Is there a liquidity wave coming?
Today, the United States has officially reached the national debt ceiling.
This may force the Treasury to start using funds from the General Treasury Account (TGA). And this, in turn, can lead to an injection of liquidity into the markets. But it's not that simple.
Here's what's going on and what to expect:
How it all started
On January 21, the United States will reach the national debt ceiling of $36 trillion. This means that the Treasury will no longer be able to raise new debt until a new solution is agreed upon — usually raising or suspending the ceiling.
But this does not mean that default will occur immediately. The Treasury has so-called "emergency measures" that allow it to hold out until lawmakers come to an agreement.
One such measure is the use of funds from a treasury account with the Federal Reserve System (TGA). Currently, there is about $650 billion in this account.
When money is deposited on TGA, it is as if it is "taken out" of the market. But as soon as they start spending them, they come back — that is, there is actually an infusion of liquidity.
In the past, such spending of TGA funds coincided with an increase in the value of assets. For example, the decrease in TGA in 2022/2023 helped to stop the bear market.
Moreover, some believe that such episodes with the debt ceiling and TGA spending have an even greater impact on the market than quantitative easing (QE), because no new debt is issued during this period.
What does it mean now:
1. Debt ceiling discussions tend to drag on.
2. This forces the Treasury to use TGA immediately.
3. This leads to a significant and rapid injection of liquidity.
But there are nuances that need to be considered.:
1. Will the negotiations be prolonged?
The debt ceiling is often used as a pressure tool: one side pulls to the last to achieve its goals.
This time, the situation is different — Republicans control Congress, and conflicts are likely to be within their party. But there is a part of the Republicans that wants to show its tough stance on the growing debt. This can delay the process.
2. What are "emergency measures"?
The use of TGA funds is only one of the measures. The Treasury may temporarily suspend investments in certain funds, such as the Civil Service pension fund.
If all other measures are used first, TGA spending may be delayed for 1-2 months.
3⃣ The impact on liquidity will be mixed
If TGA starts to be spent, it may be accompanied by a decrease in the issue of Treasury securities (T-bills). This, in turn, may push money markets to increase investments in the reverse REPO operation, which acts as an outflow of liquidity.
The result will be a push—pull dynamic: an infusion through TGA, but an outflow through REPO.

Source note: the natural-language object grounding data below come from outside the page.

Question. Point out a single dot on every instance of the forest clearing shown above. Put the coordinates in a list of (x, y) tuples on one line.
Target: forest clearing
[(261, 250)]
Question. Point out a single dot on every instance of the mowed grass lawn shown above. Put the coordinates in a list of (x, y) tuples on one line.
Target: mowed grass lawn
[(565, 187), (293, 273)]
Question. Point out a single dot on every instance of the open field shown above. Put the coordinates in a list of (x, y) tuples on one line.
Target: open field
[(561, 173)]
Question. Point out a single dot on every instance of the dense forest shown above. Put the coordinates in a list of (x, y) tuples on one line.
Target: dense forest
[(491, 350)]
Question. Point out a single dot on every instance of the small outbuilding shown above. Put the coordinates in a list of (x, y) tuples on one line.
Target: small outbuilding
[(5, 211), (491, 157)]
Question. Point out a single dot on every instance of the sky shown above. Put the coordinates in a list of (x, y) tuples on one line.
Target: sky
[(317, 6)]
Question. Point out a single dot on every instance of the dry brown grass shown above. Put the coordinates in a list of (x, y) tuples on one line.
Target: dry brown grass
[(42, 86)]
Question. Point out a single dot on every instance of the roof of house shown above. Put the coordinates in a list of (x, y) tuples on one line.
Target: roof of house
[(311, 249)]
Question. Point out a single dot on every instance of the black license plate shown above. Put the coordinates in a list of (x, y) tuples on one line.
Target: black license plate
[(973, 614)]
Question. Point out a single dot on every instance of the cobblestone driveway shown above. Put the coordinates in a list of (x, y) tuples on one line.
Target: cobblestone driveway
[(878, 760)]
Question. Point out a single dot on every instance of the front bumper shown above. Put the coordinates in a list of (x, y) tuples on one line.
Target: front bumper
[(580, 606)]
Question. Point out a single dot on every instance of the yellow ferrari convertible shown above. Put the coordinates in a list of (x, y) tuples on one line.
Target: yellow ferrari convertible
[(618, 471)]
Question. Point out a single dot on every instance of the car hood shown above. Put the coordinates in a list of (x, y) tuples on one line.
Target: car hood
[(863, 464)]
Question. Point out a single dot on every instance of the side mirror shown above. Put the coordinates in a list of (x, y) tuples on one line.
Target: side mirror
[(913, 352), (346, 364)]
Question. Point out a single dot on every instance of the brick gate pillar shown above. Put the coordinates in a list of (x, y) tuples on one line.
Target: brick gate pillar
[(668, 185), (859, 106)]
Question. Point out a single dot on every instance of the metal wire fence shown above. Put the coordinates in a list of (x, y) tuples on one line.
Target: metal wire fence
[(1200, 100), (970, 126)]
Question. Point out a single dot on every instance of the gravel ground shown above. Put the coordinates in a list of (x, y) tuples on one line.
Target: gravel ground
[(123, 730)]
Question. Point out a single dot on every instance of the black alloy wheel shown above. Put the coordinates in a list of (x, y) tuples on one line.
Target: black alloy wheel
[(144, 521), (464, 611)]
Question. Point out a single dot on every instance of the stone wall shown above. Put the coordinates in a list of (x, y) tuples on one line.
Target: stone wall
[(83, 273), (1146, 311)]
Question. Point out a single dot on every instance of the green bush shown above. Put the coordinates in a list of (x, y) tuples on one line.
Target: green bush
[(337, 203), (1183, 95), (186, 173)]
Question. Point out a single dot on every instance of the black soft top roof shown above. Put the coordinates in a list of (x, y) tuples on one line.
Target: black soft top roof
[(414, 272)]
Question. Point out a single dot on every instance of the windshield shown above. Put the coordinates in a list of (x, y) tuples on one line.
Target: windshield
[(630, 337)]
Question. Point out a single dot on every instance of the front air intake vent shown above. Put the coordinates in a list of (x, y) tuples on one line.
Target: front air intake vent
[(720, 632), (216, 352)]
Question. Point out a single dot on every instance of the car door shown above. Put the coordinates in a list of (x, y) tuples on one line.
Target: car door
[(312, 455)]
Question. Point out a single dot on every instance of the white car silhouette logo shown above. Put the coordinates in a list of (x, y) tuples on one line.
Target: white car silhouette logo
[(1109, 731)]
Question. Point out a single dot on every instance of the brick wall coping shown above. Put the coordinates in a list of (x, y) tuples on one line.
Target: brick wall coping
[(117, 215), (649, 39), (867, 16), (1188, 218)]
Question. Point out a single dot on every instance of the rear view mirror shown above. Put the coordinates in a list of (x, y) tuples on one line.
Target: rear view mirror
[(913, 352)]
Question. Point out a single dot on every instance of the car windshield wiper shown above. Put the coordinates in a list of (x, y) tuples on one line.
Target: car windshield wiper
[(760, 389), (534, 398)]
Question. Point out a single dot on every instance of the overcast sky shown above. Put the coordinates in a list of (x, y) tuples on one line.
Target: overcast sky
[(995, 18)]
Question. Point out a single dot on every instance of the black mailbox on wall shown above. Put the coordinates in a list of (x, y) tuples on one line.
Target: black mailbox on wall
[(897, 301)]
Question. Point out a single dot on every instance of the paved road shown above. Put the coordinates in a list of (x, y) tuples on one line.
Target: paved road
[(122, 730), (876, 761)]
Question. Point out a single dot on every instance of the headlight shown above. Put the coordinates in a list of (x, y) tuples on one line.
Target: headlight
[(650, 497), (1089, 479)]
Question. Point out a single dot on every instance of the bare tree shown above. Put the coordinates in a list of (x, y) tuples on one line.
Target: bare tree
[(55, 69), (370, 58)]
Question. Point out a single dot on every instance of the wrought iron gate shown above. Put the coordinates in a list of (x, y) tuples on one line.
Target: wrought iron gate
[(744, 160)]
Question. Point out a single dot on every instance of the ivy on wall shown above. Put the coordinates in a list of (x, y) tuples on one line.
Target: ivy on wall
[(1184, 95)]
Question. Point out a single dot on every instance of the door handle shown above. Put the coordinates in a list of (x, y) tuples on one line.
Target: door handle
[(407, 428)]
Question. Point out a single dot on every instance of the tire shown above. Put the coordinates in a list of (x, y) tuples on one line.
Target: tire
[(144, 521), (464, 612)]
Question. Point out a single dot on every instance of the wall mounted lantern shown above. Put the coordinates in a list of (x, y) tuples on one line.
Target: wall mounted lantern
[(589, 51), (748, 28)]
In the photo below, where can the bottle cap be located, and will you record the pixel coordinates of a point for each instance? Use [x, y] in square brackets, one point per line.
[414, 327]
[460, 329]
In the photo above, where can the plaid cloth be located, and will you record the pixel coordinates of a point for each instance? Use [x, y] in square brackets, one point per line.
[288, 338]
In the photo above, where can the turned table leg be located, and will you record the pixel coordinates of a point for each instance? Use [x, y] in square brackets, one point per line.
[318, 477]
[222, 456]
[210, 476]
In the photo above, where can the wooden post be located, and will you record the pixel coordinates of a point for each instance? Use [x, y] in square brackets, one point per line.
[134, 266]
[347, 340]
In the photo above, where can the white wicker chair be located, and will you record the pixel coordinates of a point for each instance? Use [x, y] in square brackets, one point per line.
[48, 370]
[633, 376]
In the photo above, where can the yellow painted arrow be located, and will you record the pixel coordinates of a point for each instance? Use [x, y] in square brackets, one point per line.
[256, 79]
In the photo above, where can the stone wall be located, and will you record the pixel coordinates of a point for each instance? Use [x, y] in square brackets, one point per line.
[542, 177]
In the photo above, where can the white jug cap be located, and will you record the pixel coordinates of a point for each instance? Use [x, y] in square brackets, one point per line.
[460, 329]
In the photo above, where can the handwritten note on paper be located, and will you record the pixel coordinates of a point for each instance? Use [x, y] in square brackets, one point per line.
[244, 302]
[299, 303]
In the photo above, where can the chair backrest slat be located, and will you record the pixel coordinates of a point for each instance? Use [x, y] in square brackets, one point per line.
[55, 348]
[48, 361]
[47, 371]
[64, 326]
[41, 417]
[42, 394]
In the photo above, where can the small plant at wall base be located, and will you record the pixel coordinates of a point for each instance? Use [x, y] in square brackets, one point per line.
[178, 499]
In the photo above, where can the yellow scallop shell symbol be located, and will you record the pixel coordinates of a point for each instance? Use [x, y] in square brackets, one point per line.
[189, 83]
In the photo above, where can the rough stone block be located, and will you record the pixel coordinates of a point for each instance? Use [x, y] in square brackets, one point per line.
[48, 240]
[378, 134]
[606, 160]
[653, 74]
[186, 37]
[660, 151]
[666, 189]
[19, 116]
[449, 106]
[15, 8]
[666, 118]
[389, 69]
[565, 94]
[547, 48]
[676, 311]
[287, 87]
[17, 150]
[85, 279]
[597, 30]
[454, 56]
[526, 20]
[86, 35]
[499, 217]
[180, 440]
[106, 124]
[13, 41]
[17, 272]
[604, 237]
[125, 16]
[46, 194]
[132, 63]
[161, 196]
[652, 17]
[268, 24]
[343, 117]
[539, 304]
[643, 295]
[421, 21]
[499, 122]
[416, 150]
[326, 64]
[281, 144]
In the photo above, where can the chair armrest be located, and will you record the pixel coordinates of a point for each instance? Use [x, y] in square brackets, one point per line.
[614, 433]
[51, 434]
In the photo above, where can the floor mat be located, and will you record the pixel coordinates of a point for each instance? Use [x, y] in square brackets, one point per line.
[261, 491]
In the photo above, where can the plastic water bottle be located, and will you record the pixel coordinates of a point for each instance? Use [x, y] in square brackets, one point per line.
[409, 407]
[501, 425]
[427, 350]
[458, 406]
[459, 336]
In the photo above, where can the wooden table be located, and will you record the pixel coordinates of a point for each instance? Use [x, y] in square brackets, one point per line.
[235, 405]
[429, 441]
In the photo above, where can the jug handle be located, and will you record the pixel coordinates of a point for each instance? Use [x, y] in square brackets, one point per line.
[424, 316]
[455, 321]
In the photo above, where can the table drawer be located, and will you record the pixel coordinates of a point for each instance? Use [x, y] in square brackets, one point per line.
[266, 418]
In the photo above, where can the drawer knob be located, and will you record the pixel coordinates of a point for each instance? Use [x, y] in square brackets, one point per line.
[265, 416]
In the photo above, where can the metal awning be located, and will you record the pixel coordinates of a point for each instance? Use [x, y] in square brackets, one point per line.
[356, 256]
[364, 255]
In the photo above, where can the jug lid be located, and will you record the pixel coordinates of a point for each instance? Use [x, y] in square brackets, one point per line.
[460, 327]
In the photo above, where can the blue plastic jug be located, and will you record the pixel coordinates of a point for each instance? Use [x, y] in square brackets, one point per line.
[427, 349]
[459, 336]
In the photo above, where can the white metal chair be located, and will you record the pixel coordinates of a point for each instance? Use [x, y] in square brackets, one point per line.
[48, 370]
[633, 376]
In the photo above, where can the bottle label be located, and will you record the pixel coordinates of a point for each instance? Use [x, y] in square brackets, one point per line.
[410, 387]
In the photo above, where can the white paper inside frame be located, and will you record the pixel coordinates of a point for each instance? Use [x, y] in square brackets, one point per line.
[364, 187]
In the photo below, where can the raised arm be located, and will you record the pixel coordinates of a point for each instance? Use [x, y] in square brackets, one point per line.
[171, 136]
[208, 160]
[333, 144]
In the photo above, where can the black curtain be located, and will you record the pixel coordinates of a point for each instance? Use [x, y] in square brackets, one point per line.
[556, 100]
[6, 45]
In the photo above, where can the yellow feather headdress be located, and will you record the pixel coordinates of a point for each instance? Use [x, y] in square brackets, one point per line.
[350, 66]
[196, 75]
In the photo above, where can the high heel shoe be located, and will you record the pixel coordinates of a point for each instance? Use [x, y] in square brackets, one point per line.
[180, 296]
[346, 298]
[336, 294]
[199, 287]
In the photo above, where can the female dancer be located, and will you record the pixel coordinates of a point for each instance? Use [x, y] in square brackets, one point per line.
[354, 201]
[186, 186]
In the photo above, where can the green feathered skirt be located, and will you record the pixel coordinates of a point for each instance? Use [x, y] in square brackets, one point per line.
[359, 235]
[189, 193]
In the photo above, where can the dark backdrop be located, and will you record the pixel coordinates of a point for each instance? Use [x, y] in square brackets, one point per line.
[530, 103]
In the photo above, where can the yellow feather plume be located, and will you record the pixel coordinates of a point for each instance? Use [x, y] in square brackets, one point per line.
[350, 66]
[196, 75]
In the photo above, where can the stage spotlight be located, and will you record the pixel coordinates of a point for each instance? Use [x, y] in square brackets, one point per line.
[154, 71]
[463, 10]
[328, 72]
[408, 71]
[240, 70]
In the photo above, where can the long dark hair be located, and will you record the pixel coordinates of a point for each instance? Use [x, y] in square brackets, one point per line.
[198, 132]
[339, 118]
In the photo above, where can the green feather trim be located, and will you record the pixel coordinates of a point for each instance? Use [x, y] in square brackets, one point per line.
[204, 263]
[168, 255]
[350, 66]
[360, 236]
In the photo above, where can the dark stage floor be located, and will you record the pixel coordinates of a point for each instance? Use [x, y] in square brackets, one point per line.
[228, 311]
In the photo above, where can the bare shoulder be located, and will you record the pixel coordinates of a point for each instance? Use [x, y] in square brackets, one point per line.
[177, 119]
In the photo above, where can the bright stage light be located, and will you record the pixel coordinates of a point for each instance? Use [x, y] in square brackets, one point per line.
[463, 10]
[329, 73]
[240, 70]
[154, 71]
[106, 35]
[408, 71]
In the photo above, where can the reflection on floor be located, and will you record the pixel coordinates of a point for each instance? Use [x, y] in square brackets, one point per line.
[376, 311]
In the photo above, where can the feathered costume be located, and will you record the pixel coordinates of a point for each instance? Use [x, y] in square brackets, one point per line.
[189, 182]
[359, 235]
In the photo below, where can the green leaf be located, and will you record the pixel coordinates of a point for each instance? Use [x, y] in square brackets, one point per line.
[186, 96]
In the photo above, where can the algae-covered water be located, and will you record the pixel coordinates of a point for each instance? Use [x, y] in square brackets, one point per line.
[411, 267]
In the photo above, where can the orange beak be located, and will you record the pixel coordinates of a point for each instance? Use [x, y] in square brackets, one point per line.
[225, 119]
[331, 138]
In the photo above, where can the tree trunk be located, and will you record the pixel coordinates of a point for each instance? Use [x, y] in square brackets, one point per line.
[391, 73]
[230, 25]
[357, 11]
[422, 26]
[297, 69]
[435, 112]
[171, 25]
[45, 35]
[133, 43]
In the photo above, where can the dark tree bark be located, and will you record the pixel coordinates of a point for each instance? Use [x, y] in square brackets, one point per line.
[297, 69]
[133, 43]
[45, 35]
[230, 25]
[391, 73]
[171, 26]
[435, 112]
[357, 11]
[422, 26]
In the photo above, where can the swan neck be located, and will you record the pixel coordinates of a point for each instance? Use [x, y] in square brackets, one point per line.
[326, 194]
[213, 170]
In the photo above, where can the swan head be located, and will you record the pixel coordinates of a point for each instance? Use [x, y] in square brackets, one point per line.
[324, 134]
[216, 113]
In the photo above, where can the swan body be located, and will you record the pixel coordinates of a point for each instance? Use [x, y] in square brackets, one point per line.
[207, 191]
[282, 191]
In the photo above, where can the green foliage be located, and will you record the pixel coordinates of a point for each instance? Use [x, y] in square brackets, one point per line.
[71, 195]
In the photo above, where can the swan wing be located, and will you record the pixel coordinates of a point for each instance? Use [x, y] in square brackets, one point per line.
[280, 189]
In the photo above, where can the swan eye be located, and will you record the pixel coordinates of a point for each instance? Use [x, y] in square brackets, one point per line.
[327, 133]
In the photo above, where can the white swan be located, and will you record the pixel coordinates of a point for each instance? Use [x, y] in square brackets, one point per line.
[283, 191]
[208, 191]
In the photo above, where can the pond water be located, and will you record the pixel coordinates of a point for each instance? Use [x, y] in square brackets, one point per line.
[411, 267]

4⃣ TGA will still have to be replenished
When the debt ceiling is raised, the TGA will need to be restored, which will create the opposite effect — an outflow of liquidity.
🔮 Prediction:
Here's how things can develop.:
1. TGA's balance sheet will grow to $750-800 billion by the end of January due to seasonal factors (liquidity outflow).
2. TGA spending will begin in mid–February - March (liquidity injection).
3. In April, the tax payment season will temporarily stop spending (outflow of liquidity).
4. In the summer, the TGA will be depleted to almost zero when an agreement is finally reached.
This cycle can create serious waves of liquidity in the market.